Les Gondi, d’origine florentine, étaient venus en France avec les Médicis : c’étaient de grands seigneurs, intelligents, braves, altiers.
L’homme dont allait dépendre M. Vincent s’appelait Philippe-Emmanuel de Gondi, rude capitaine, homme pieux mais intransigeant, ambitieux et batailleur. Vincent, qui entrait dans sa maison pour enseigner l’un de ses fils, s’employa maintes fois à calmer la bouillante agressivité de ce gentilhomme. On sait que le duel était alors presque une institution (bien que condamné par l’Église) et que les seigneurs, dans leur humeur belliqueuse, avaient du mal à comprendre que tuer leur prochain en combat singulier, pour régler un point d’honneur, n’était pas compatible avec la religion de Jésus-Christ. Un jour donc, M. Vincent eut la surprise et la douleur de voir son maître Emmanuel de Gondi venir assister à la messe, sans cacher qu’après l’office il allait se battre en duel. Tout se passait comme si Gondi eût voulu demander à Dieu de l’aider à faire un péché mortel. Et Vincent devait raconter lui-même qu’après la messe, il alla se jeter aux pieds du grand seigneur, qui était encore à genoux en oraison, et qu’il lui dit là, en pleine chapelle :
— Monseigneur, permettez qu’en toute humilité je vous dise un mot : je sais que vous avez dessein de vous battre en duel ; je vous dis, de la part de mon Dieu, que je viens de vous montrer et que vous venez d’adorer, que, si vous ne quittez pas ce mauvais dessein, il exercera sa justice sur vous et sur toute votre postérité.
Le général des galères céda. Le duel n’eut pas lieu, mais Gondi était furieux, craignant qu’on ne prît pour faiblesse son acte d’obéissance et de piété…

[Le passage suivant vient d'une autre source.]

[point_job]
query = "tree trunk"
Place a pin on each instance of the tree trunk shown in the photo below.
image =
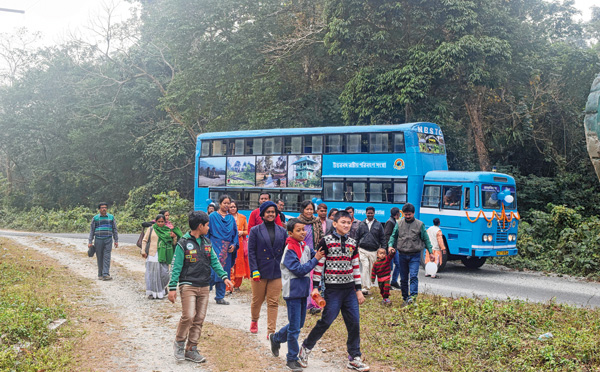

M. Vincent parlait souvent à Mme de Gondi : très vite, elle devint sa pénitente. C’était une femme fort pieuse et fort bavarde, intelligente, généreuse, mais remplie de scrupules et d’inquiétudes — comme étaient parfois les dévotes à cette époque. Si bien que le pauvre M. Vincent avait fort à faire pour diriger la conscience de cette dame agitée.
Il fit de son mieux, pourtant — et sous sa direction, Mme de Gondi toucha du doigt la misère religieuse et la misère tout court des paroisses de ses terres. Dans l’un des hameaux de l’immense domaine des Gondi, à Folleville, en janvier 1617, Vincent parla un jour de la présence de Dieu et de l’amour des hommes — appelant ceux qui l’écoutaient à la confession générale. L’effet de ce sermon fut foudroyant : et les confessions générales devinrent si nombreuses qu’il fallut faire venir d’autres prêtres, et même des Pères Jésuites d’Amiens, pour aider Vincent de Paul à absoudre tout le monde. Oui, M. Vincent avait touché la profonde plaie de son temps : le malheureux peuple de campagne se perdait, corps et âme, et il était urgent d’aller à son secours. Et nous verrons plus loin que ce jour-là, le jour de la prédication de Folleville, fut sans doute à l’origine de la fameuse œuvre des Missions.